It’s the most wonderful time of the year: Spotify Wrapped Season! Every year, the music streaming service collects its users’ listening data and presents them with fun little infographics about their most listened to artists and songs. Besides the standard stuff like your Top Artist (Taylor Swift for me) and Top Song of the Year (thanks to an association with an NPC in our D&D game, mine was Jimmy Buffett’s “Margaritaville”), Spotify likes to get a little quirky and come up with other categories, such as listening archetypes. This year one such category was ‘Sound Town’, which would tell you which city’s listening habits are most similar to yours.
And somehow I got Provo, Utah.
I mean no offense to the people who live in Provo, Utah, but what the hell? According to Spotify, this is because I listen to Taylor Swift, Mitski and Sleeping at Last. Okay, fine, maybe this particular combination is more common in Provo than the rest of the world. But when I look at other people’s “Sound Town” results, I wonder how Spotify calculated this, because people who also have Provo have tastes that seem completely different from mine.
For starters, the same handful of cities keep popping up (at least, judging by reports from my very US-centric social media feeds): Provo, Utah; Cambridge, MA; Davis, California; Berkeley, California; Bozeman, Montana; Boulder, Colo.; and perhaps most commonly, Burlington, Vermont. But it is not the case that these cities generate similar music tastes.
I’ve seen Bob Dylan, the Grateful Dead, Fiona Apple, Death Grips and Boygenius all associated with Burlington as a Sound Town entry. Meanwhile, Provo is generating a string of Taylor Swift, Andrew Lloyd Webber, Weezer and The Strike. The artists are also not mutually exclusive for each city; I’ve seen Taylor almost everywhere.
It could be a genre thing. Many K-pop fans got Davis, and many people with “pop” as their top genre also got Provo. An official statement from Spotify says the Sound Town results are artist-based, but I know someone whose Provo assignment netted them three small indie bands, while I had Taylor Swift. People on Twitter keep joking that Burlington is “for gays” probably because of MUNA and boy genius, but as I poke around on social media I realize it’s also the Sound Town for a lot of Gen X Dad music.

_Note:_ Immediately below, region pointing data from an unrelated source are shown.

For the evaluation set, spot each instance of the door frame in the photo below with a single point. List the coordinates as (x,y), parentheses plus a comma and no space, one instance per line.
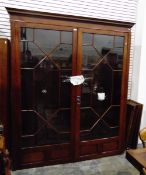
(20,18)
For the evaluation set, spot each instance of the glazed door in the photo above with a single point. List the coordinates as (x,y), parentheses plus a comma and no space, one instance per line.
(60,121)
(46,63)
(102,67)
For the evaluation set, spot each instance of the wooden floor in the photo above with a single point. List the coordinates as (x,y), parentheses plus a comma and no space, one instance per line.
(114,165)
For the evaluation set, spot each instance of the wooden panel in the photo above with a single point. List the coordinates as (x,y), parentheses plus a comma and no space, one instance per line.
(89,149)
(4,85)
(110,146)
(32,157)
(133,119)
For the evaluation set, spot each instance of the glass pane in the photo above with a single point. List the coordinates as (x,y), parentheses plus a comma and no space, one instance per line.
(87,38)
(30,55)
(103,43)
(27,89)
(101,89)
(117,78)
(46,96)
(86,91)
(90,57)
(62,56)
(88,118)
(47,40)
(65,89)
(27,34)
(66,37)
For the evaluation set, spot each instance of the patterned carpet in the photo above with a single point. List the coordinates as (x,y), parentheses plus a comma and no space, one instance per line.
(114,165)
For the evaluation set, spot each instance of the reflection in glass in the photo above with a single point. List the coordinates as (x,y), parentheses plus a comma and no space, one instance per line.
(63,56)
(66,37)
(27,89)
(102,91)
(47,40)
(115,58)
(46,106)
(90,57)
(27,34)
(87,38)
(30,54)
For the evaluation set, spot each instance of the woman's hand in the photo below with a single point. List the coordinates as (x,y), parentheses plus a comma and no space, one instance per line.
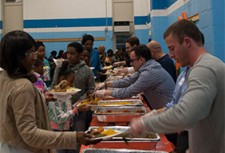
(85,138)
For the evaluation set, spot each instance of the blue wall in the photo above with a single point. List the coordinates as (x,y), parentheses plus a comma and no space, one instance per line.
(81,22)
(161,4)
(211,23)
(0,29)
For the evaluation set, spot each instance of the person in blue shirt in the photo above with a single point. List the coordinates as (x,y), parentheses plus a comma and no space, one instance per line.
(87,42)
(162,58)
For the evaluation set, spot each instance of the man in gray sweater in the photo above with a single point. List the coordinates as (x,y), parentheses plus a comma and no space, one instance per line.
(201,109)
(149,78)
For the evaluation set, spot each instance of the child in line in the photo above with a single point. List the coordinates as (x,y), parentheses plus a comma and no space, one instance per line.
(38,72)
(62,112)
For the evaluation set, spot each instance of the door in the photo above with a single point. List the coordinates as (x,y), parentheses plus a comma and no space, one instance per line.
(123,20)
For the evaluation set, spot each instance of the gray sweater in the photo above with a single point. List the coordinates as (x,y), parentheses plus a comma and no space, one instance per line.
(201,109)
(151,79)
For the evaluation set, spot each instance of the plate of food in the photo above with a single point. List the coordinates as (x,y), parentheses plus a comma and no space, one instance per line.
(63,88)
(103,132)
(107,67)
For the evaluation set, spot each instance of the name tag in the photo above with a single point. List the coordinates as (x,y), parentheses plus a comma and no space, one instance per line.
(181,81)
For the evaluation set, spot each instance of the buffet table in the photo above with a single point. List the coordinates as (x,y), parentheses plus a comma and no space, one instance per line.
(162,145)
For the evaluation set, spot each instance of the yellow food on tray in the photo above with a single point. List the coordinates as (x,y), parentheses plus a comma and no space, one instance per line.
(109,132)
(101,132)
(89,101)
(116,103)
(63,86)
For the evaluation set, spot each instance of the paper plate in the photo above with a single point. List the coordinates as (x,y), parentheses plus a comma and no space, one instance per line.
(72,92)
(109,137)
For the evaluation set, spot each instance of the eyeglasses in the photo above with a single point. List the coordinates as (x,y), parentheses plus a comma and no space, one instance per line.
(31,53)
(132,60)
(71,53)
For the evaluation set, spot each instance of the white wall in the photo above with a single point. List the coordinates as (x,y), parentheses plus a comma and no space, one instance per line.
(141,7)
(62,9)
(58,9)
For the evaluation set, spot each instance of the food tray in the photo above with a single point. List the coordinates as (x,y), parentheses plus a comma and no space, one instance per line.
(121,102)
(119,114)
(86,102)
(149,136)
(123,131)
(96,150)
(106,137)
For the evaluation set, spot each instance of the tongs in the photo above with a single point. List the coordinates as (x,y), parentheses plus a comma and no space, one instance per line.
(124,138)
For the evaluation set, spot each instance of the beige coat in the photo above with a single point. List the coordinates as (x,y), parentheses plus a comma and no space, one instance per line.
(24,121)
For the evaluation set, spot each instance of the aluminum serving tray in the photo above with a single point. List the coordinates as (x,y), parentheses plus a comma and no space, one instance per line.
(123,130)
(119,114)
(155,137)
(116,103)
(95,150)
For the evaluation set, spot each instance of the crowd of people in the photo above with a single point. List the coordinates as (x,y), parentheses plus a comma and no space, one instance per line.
(33,120)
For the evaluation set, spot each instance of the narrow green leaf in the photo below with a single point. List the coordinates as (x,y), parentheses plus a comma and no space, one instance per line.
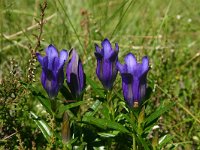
(108,135)
(63,108)
(39,96)
(143,142)
(157,113)
(43,126)
(104,123)
(95,87)
(94,107)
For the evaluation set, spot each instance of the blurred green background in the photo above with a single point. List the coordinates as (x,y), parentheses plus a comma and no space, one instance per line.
(167,31)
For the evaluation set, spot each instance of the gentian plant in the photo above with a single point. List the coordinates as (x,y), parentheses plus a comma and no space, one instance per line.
(52,76)
(106,63)
(133,79)
(75,74)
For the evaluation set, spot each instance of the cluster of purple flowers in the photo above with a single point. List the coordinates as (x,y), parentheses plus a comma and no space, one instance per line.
(133,73)
(52,77)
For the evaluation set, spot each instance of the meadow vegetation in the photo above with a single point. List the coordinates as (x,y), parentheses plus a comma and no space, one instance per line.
(165,31)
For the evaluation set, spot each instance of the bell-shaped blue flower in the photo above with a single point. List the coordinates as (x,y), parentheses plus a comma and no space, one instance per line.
(106,63)
(52,77)
(75,74)
(134,79)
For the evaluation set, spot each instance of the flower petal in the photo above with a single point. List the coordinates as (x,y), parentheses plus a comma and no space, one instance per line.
(116,47)
(131,62)
(63,58)
(145,64)
(81,76)
(121,68)
(107,48)
(51,53)
(40,58)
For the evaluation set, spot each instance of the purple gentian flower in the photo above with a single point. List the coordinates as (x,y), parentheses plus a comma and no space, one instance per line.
(75,74)
(52,77)
(106,63)
(133,79)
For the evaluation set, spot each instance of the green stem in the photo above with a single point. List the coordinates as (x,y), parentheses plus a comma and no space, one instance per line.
(134,143)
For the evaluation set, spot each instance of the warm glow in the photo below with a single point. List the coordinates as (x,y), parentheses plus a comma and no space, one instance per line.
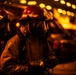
(73,6)
(68,13)
(65,21)
(48,7)
(42,5)
(68,4)
(17,24)
(23,1)
(32,3)
(60,10)
(72,14)
(62,2)
(56,0)
(63,12)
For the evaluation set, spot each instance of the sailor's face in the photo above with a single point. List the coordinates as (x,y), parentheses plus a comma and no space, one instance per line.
(24,29)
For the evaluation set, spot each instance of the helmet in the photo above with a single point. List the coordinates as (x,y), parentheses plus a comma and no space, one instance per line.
(5,16)
(32,12)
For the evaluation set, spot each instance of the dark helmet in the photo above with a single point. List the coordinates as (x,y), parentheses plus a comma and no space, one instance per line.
(6,16)
(32,12)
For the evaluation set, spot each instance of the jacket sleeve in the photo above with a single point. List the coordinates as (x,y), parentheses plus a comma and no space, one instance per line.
(9,60)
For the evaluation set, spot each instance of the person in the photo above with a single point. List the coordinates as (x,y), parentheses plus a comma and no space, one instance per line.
(25,53)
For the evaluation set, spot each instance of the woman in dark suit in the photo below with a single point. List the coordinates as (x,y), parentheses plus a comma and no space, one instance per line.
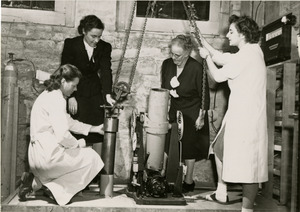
(182,75)
(92,56)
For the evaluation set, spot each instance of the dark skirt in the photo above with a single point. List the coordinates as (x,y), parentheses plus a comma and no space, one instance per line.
(218,146)
(195,143)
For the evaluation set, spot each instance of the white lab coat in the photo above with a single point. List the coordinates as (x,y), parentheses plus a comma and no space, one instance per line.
(245,139)
(54,156)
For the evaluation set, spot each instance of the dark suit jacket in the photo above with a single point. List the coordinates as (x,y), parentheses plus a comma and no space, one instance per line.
(74,53)
(91,89)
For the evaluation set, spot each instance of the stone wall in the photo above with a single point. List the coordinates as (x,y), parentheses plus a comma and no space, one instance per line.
(42,44)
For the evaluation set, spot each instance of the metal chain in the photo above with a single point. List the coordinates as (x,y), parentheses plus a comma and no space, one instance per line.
(125,43)
(197,36)
(150,5)
(139,45)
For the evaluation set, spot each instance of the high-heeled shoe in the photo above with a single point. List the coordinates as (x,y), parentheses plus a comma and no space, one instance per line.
(188,187)
(26,185)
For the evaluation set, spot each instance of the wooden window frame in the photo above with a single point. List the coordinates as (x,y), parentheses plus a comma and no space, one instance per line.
(63,14)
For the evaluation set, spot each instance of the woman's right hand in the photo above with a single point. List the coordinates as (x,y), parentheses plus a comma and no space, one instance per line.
(73,105)
(97,129)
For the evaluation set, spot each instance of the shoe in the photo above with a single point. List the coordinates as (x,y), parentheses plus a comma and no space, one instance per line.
(26,185)
(212,198)
(188,187)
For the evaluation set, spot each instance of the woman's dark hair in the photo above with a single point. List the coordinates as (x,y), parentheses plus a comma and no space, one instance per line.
(89,22)
(247,26)
(67,71)
(184,41)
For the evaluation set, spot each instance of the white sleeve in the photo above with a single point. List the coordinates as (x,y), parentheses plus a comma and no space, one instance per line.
(59,121)
(222,58)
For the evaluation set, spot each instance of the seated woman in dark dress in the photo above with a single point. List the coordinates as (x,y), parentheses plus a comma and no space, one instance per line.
(92,56)
(182,75)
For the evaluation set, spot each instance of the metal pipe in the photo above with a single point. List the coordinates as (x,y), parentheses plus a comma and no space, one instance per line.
(156,127)
(8,88)
(111,124)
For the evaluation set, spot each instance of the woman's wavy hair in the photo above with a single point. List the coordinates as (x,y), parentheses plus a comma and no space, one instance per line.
(67,71)
(184,41)
(247,26)
(87,23)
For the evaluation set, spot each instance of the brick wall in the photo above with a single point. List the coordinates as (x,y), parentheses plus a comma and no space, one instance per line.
(42,44)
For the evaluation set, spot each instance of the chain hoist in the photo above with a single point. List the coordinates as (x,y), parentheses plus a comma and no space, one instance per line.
(190,12)
(122,89)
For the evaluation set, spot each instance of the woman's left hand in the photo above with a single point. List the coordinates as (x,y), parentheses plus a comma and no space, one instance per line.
(110,100)
(200,120)
(204,53)
(97,129)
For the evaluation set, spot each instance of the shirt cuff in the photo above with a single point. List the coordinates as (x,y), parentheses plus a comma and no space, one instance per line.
(81,143)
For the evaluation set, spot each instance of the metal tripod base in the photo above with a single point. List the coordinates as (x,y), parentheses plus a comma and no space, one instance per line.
(169,200)
(106,185)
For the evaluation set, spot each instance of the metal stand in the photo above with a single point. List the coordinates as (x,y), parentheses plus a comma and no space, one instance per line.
(148,183)
(111,124)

Spotify is trying to create a gay commune in Berkeley, a lesbian commune in Burlington and a bisexual commune in Cambridge
— Carey (@brokebackstan) November 29, 2023
For what it’s worth, this is what a Spotify rep told me:
The Sound Town selected for each eligible user will have the flavor profile most similar to its own — based on the most streamed artists of the year and how those artists are streamed in other cities around the world. It is objective and based entirely on a user’s listening history.
Is the sample section for a Sound Town label just three specific artists? How did Spotify choose That three, which aren’t even always from a listener’s top five groups? How many cities are even options? Is everyone in the United States doomed to have a city in this country?
My colleague Samit Sarkar pointed out that these were the most common Sound Towns Also major student cities. It could be that everyone I know has college student tastes. Spotify didn’t tell me how each of the cities was chosen as an option for the map, but it’s a strong theory. However, the follow-up question is Why?
I just do not know. People who I thought had the same taste in music as me keep sharing screenshots of Berkeley, Burlington, and Boulder, while I’ve been “objectively” assigned Provo. Another colleague of mine summed up the confusion best: “The only place I’ve been to in Burlington is the coat factory.”